The indexes are striped across all three indexers. I'm at a loss on where to begin looking, anyone have this issue with blocking on their Splunk indexers?
I believe I've identified the root cause as slow disk for the COLD_DB. Our configuration is to have the hot/warm DBs on local attached (virtually, anyway) disks, and point the cold_dbs to a CIFs share on a NetApp... so index.conf looks something like this...
[databases]
coldPath = \netapp\splunk\SplunkIndex02\DATA_2\databases\colddb
homePath = F:\CustomIndex\DATA_2\databases\db
thawedPath = \netapp\splunk\SplunkIndex02\DATA_2\databases\thaweddb
maxWarmDBCount = 32
So, I created another locally attached drive, and used it as the coldpath on ONE of the three indexers we have. After 4 hours, we have not seen ANY blocking on the indexer with the "locally attached" drive, while the other indexers continue to see blocking at the same rate as before. In this particular case, the slow disk was the cold db. If there a way to have splunk roll the files to cold on a schedule, rather than constantly.. this would not be a problem..

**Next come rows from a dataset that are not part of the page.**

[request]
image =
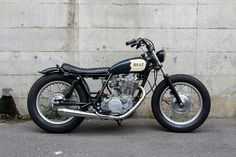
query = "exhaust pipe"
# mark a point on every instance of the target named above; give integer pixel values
(70, 112)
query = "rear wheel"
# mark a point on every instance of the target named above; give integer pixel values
(183, 117)
(40, 100)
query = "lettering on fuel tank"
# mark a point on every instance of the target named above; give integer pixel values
(138, 64)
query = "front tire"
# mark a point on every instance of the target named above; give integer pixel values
(39, 103)
(194, 110)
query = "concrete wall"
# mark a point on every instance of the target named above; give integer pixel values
(200, 36)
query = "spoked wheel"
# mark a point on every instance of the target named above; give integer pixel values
(46, 97)
(41, 100)
(188, 115)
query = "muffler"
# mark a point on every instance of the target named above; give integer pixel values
(70, 112)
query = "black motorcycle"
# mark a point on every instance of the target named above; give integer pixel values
(61, 99)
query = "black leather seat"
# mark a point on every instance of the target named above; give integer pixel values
(75, 70)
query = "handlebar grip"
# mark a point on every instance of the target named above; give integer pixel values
(132, 45)
(130, 42)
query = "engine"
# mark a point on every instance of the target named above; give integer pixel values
(121, 99)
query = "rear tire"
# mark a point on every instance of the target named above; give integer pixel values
(169, 121)
(39, 118)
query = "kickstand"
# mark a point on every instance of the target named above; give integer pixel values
(119, 122)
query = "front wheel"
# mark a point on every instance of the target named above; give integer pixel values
(40, 100)
(188, 115)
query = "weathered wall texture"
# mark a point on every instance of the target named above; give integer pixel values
(200, 36)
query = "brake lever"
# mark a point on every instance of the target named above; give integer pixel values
(138, 45)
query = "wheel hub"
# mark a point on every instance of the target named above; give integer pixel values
(184, 106)
(56, 98)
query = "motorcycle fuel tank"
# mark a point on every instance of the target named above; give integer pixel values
(130, 65)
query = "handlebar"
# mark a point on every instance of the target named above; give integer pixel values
(130, 42)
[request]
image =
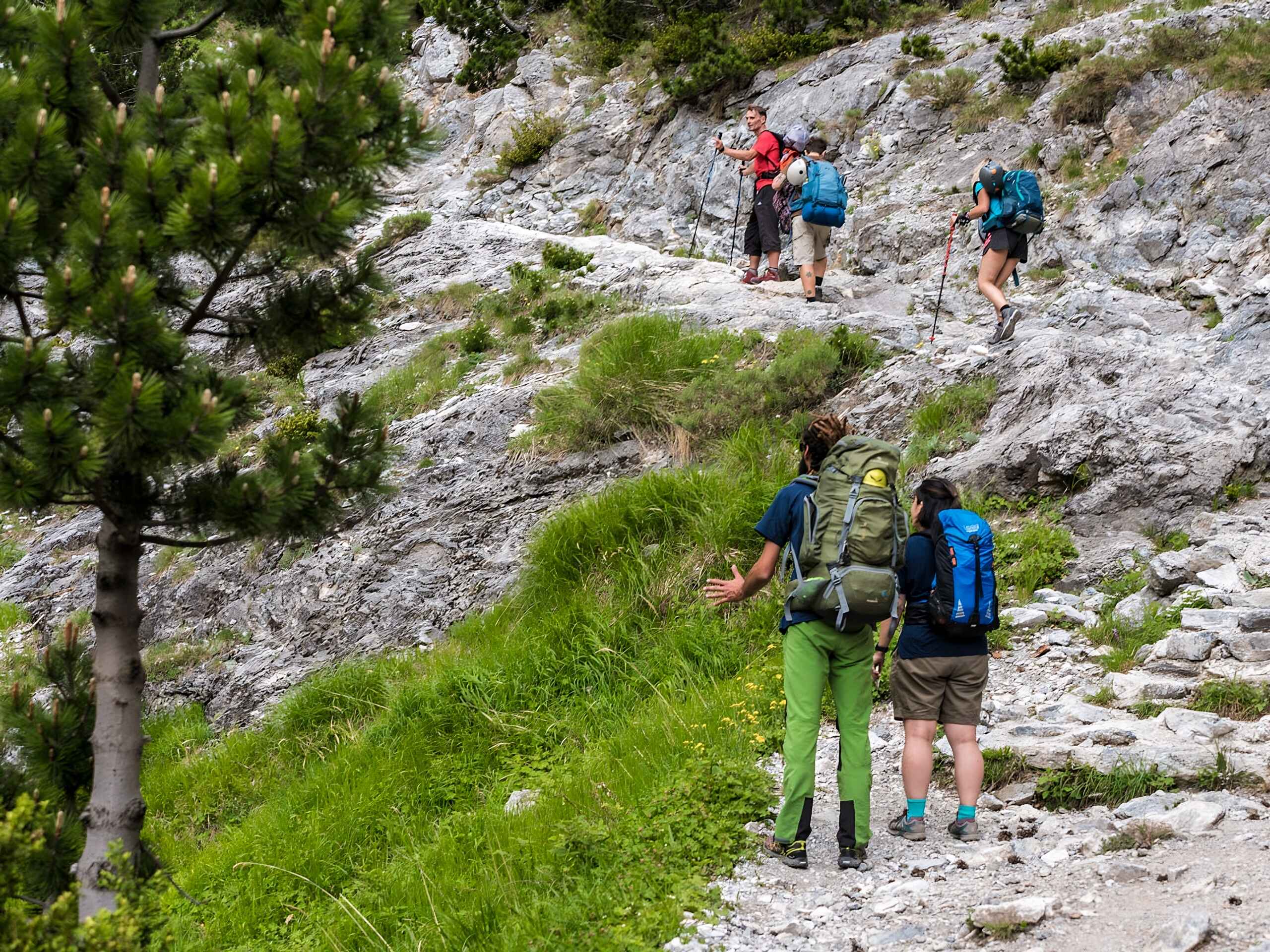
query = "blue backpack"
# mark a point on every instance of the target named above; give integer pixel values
(964, 592)
(825, 198)
(1019, 207)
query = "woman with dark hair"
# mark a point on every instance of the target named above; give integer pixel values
(816, 654)
(934, 679)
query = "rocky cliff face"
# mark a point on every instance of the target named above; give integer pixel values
(1113, 385)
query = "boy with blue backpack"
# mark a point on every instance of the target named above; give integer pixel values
(948, 597)
(820, 206)
(1009, 209)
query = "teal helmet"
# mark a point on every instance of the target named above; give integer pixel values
(992, 177)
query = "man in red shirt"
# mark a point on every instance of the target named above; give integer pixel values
(762, 230)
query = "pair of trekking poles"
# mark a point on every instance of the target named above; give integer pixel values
(701, 207)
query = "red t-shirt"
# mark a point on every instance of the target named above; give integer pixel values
(767, 159)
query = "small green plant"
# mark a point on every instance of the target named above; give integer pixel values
(1074, 164)
(1223, 776)
(399, 228)
(1232, 493)
(920, 46)
(1146, 710)
(1137, 835)
(1103, 697)
(1232, 697)
(1076, 786)
(564, 258)
(531, 139)
(1024, 65)
(940, 424)
(942, 89)
(475, 338)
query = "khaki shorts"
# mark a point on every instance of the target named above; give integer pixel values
(810, 241)
(945, 690)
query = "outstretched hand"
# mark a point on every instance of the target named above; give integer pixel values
(722, 592)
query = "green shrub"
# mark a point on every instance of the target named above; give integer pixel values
(1024, 65)
(1078, 786)
(944, 419)
(531, 139)
(920, 46)
(942, 89)
(564, 258)
(475, 338)
(400, 228)
(1231, 697)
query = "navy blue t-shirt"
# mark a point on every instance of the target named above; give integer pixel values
(916, 579)
(783, 525)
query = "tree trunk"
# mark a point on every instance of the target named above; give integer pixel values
(116, 809)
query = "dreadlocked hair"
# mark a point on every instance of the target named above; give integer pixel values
(821, 434)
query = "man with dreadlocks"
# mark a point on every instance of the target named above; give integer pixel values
(815, 653)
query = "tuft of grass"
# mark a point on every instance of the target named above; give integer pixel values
(1076, 786)
(531, 139)
(12, 615)
(1232, 697)
(602, 681)
(944, 419)
(942, 89)
(1137, 835)
(399, 228)
(1103, 697)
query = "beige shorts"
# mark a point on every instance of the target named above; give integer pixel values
(945, 690)
(810, 241)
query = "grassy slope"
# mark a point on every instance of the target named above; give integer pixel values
(384, 782)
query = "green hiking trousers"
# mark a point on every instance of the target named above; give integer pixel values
(815, 653)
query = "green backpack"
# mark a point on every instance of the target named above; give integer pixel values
(854, 535)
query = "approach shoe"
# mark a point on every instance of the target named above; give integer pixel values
(908, 828)
(853, 858)
(793, 855)
(1009, 320)
(964, 831)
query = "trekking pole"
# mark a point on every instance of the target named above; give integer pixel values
(702, 206)
(948, 253)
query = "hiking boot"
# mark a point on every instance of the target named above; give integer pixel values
(906, 828)
(851, 858)
(964, 831)
(1010, 316)
(793, 855)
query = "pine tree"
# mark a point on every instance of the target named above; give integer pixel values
(132, 223)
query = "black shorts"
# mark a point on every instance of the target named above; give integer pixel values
(762, 230)
(1013, 243)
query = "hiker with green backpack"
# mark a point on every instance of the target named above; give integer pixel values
(841, 526)
(949, 604)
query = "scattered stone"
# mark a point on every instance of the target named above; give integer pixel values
(1183, 936)
(1028, 910)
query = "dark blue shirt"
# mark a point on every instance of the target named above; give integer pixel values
(916, 579)
(783, 525)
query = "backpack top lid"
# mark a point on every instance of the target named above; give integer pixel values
(992, 177)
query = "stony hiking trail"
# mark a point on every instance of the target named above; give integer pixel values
(1038, 873)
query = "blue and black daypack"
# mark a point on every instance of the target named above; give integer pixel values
(1019, 207)
(825, 197)
(964, 592)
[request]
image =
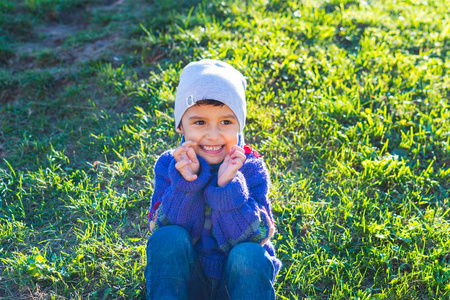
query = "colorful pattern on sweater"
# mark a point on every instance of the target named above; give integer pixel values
(217, 218)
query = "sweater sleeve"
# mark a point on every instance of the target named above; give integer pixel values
(176, 201)
(240, 210)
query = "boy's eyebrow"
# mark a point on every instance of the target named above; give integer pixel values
(230, 116)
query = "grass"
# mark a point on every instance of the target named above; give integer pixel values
(348, 102)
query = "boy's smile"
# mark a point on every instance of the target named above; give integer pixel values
(215, 129)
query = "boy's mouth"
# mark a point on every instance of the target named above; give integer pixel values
(212, 149)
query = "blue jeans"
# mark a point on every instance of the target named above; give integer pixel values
(174, 272)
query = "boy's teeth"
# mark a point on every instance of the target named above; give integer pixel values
(209, 148)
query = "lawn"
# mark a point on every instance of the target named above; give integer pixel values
(348, 103)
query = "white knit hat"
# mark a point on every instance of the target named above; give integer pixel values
(213, 80)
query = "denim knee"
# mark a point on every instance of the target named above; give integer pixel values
(170, 238)
(168, 246)
(246, 258)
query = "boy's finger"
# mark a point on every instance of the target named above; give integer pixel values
(184, 156)
(189, 143)
(177, 153)
(239, 155)
(192, 155)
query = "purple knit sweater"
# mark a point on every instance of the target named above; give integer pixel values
(217, 218)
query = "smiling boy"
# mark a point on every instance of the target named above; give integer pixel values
(210, 215)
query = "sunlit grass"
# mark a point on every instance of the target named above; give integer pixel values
(348, 102)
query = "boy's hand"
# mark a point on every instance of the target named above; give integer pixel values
(231, 164)
(187, 161)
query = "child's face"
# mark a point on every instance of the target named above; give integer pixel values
(215, 129)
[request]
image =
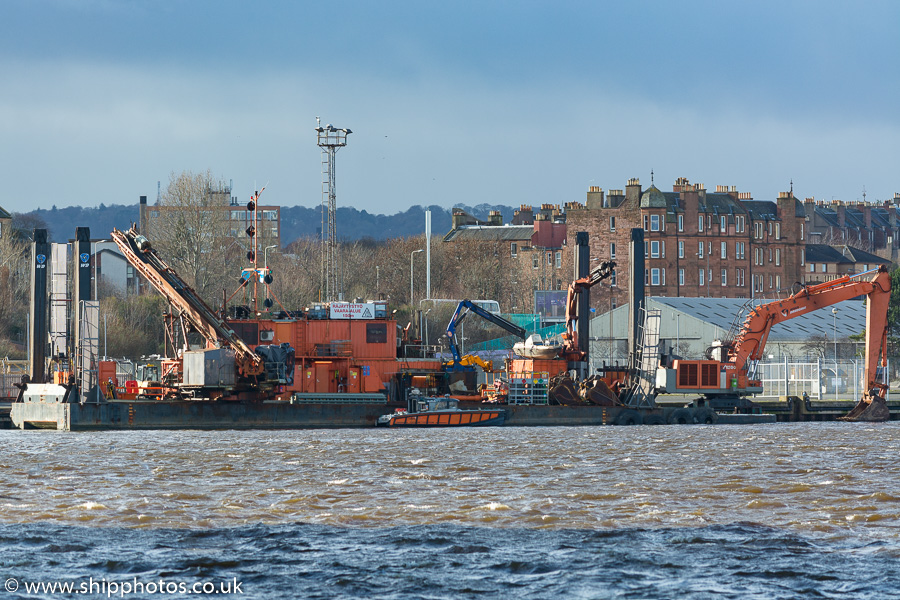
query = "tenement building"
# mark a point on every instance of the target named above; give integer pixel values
(697, 243)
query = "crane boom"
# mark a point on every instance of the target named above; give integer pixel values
(462, 309)
(137, 251)
(729, 374)
(597, 274)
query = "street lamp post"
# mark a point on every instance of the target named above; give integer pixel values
(266, 256)
(411, 254)
(834, 315)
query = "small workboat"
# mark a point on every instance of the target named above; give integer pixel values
(534, 347)
(443, 412)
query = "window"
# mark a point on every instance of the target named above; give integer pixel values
(376, 333)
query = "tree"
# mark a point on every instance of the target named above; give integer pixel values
(15, 272)
(191, 229)
(133, 325)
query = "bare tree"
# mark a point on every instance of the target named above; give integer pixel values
(191, 229)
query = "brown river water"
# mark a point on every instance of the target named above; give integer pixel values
(765, 511)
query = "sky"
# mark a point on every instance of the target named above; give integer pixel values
(466, 102)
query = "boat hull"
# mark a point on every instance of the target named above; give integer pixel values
(445, 418)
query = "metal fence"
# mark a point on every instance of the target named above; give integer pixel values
(821, 380)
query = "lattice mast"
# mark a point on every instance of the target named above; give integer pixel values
(329, 139)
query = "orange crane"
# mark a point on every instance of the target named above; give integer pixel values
(187, 302)
(728, 373)
(570, 350)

Yeah, I've had this happen. How many GB is each indexer handling daily? A safe number is 100GB.
More Info... I looked at a low indexing volume time (800MB/Indexer) and we still saw 28 indexqueue blocking event...
Aprox 30GBs/day... However, this even happens at substancially lower indexing volumes..
have you try increasing the queue maxSize in splunk/etc/system/local/
server.conf:
##########################################################################################
# Queue settings
##########################################################################################
[queue]
maxSize = [<integer>|<integer>[KB|MB|GB]]
* Specifies default capacity of a queue.
* If specified as a lone integer (for example, maxSize=1000), maxSize indicates the maximum number of events allowed
in the queue.
* If specified as an integer followed by KB, MB, or GB (for example, maxSize=100MB), it indicates the maximum
RAM allocated for queue.
*** The default is 500KB.**
[queue=<queueName>]
maxSize = [<integer>|<integer>[KB|MB|GB]]
* Specifies the capacity of a queue. It overrides the default capacity specified in [queue].
* If specified as a lone integer (for example, maxSize=1000), maxSize indicates the maximum number of events allowed
in the queue.
* If specified as an integer followed by KB, MB, or GB (for example, maxSize=100MB), it indicates the maximum
RAM allocated for queue.
* The default is inherited from maxSize value specified in [queue]
More Info... I looked at a low indexing volume time (800MB/Indexer) and we still saw 28 indexqueue blocking event...
The interesting part is that if you look at disk queueing, disk response times and IOPs, there is not not much to indicate a disk bottleneck... Queueing is less than 1, RT is sub 20ms, and IOPS are less than 100... We tested the disks before installing splunk and we were able to reach upwards of 3000 IOPS... Of note.. these machines are virtualized, but are not sharing resources with other servers.. essentially dedicated from a Server AND SAN perspective...
Seeing that many messages a day, I would be concerned that the larger queue size would just delay the issue, since it seems it isn't getting the data output to disk quickly enough.
Thanks! I bumped indexqueue to 2000 and will look into increasing any others.